Previous evaluations assessing the change in physical activity levels of social prescribing service users post intervention found mixed results.19 51 The evaluation by Wigfield et al found no statistically significant change in ‘Minutes walking a day’, ‘Minutes of hard breathing exercise per week’ and ‘Minutes of muscle strengthening activity per week’ at 3-months follow-up.51 The study by Kimberlee et al found a statistically significant increase (p<0.05) in the frequency of mean days on which individuals (1) walk more than 10 minutes and (2) do moderate exercise for 30 min, at 3-months follow-up (27-item IPAQ).19 No statistically significant change was observed for the frequency of vigorous physical activities between baseline and follow-up mean day scores.19 Although the study by Kimberlee et al and the current study found an increase in walking and moderate exercises post intervention, results cannot be directly compared due to different outcome measures (mean day scores vs MET minutes per week) and methods of analysis.19 This variety in outcome measures and research methods between the previous studies may also explain the mixed evidence base.
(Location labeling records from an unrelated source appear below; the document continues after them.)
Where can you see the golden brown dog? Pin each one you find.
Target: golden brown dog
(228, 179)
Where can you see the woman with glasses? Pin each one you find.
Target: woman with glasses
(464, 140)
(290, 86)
In line with our results, previous qualitative studies found that service users experienced an increase in their physical activity levels since being referred to social prescribing.10 18 40

Conclusion

This study has shown that social prescribing may have the potential to increase the physical activity levels of service users and promote the uptake of physical activity in inactive patient groups. The use of Bayesian modelling does not need to rely on large samples and can incorporate the uncertainty embedded in a low sample setting. Additionally, it incorporates the information contained regarding individuals who were lost to follow-up, from which information borrowing is possible to learn about some of the common parameters. Results of this study can inform future research in the field, which could be of use for commissioners and policy makers.